Donchian’s Trading Guidelines


Richard D. Donchian is a well-know Wall Street technician of recent times. He is also known as the father of trend following. Many modern trend following systems, such as the Turtle Trading system, are based on his work.

Based on his experiences over time, Donchian developed 20 trading guidelines split into two groups: eleven general guidelines and nine technical guidelines. These guidelines provide deep insight to traders in any type of market.

These guidelines are listed below however they have been paraphrased for a clearer explanation.

Donchian’s General Guidelines

1. Beware of acting immediately on widespread public opinion. Even if it is correct, it will usually delay the move.

2. From a period of dullness and inactivity, watch for and prepare to follow a move in the direction in which volume increases.

3. Limit losses and ride profits, irrespective of all other rules.

4. Light commitments are advisable when a market position is not certain. Clearly defined moves are signalled frequently enough to make life interesting, and concentration on these moves to the virtual exclusion of others will prevent unprofitable whipsawing.

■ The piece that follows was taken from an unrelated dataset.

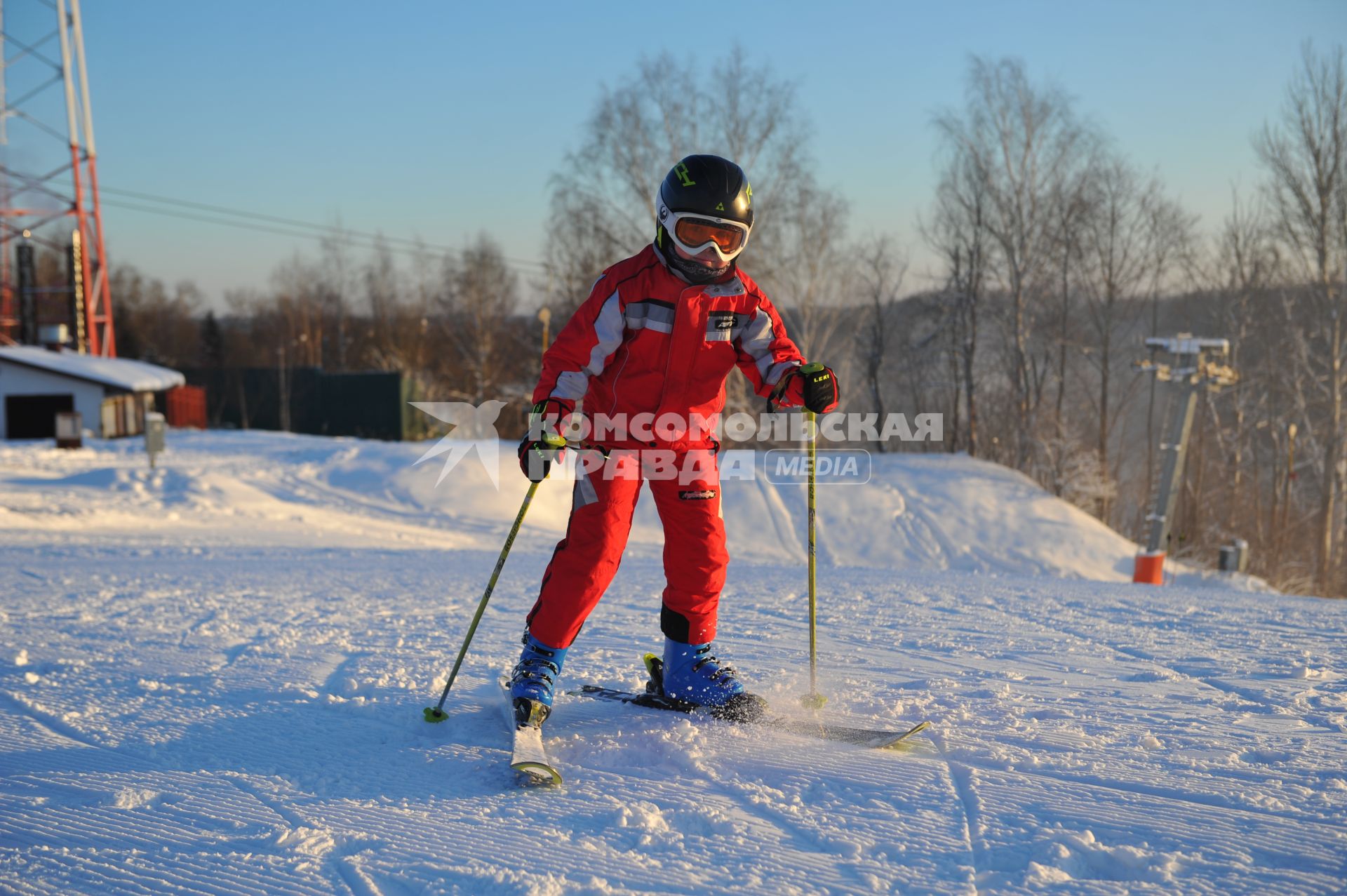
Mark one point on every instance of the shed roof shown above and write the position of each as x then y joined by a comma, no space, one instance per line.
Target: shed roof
120,373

5. Seldom take a position in the direction of an immediately preceding three-day move. Wait for a one-day reversal.

6. Judicious uses of stop orders are a valuable aid to profitable trading. Stops may be used to protect profits. Stop orders are apt to be more valuable and less treacherous if used in proper relation to the chart formation.

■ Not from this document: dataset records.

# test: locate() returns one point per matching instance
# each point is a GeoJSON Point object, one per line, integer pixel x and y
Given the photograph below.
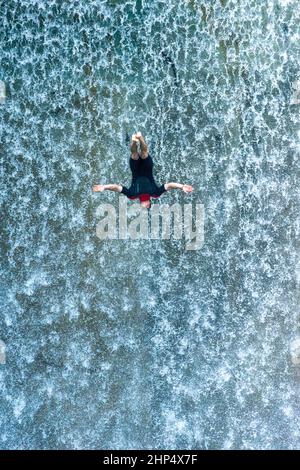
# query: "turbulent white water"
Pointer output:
{"type": "Point", "coordinates": [142, 344]}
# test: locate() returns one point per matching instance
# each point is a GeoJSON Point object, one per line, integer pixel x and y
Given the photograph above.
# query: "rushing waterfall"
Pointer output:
{"type": "Point", "coordinates": [142, 344]}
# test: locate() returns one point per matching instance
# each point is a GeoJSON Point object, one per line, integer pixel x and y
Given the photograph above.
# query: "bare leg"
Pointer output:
{"type": "Point", "coordinates": [134, 148]}
{"type": "Point", "coordinates": [144, 146]}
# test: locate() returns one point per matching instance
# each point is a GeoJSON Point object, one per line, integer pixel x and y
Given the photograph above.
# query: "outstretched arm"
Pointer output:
{"type": "Point", "coordinates": [187, 188]}
{"type": "Point", "coordinates": [111, 187]}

7. In a market in which upswings are likely to equal or exceed downswings, a heavier position should be taken for the upswings for percentage reasons; a decline from 50 to 25 will net only 50% profit, whereas an advance from 25 to 50 will net 100%.

8. In taking a position, price orders are allowable. In closing a position, use “market” orders.

9. Buy strong-acting, strong-background commodities and sell weak ones subject to all other rules.

10. Moves in which rails lead or participate strongly are usually worth following more than moves in which rails lag.

11. A study of the capitalization of a company, the degree of activity of an issue and whether the issue is a lethargic truck horse like Consolidated Edison or a spirited, volatile race horse like Case Threshing Machine is fully as important as a study of statistical reports.

Donchian’s Technical Guidelines

1. A move followed by a sideways range often precedes another move of almost equal extent in the same direction as the original move. Generally, when the second move from the sideways range has run its course, a counter move approaching the sideways range may be expected.

2. Reversal or resistance to a move is likely to be encountered

  • On reaching levels at which in the past, the commodity has fluctuated for a considerable length of time within a narrow range
  • On approaching highs or lows

3. Watch for good buying or selling opportunities when trend lines are approa ched, especially on medium or dull volume. Be sure such a line has not been hugged or hit too frequently.

4. Watch for “crawling along” or repeated bumping of minor or major trend lines and prepare to see such trend lines broken.

5. Breaking of minor trend lines counter to the major trend gives most other important position taking signals. Positions can be taken or reversed on stop at such places.

6. Triangles of ether slope may mean either accumulation or distribution depending on other considerations although triangles are usually broken on the flat side.

7. Watch for volume climax, especially after a long move.

8. Don’t count on gaps being closed unless you can distinguish between breakaway gaps, normal gaps and exhaustion gaps.

9. During a move, take or increase positions in the direction of the move at the market the morning following any one-day reversal, however slight the reversal may be, especially if volume declines on the reversal.


In conclusion we can say that three themes clearly emerge out from these rules. First, direction of the underlying trend determines position preference. Hence, traders should focus on long positions during an uptrend and short positions during a downtrend. Second, volume plays an important part in the analysis process. Therefore, price moves in the direction of the bigger trend should be on higher volume, while counter trend moves should be on lower volume. However, it may be noted that volume climaxes can mark the end of an extended move. Third, trading ranges and consolidations are important chart patterns. While long consolidations can mark reversals and future support or resistance levels, short consolidations frequently mark a rest in the ongoing trend.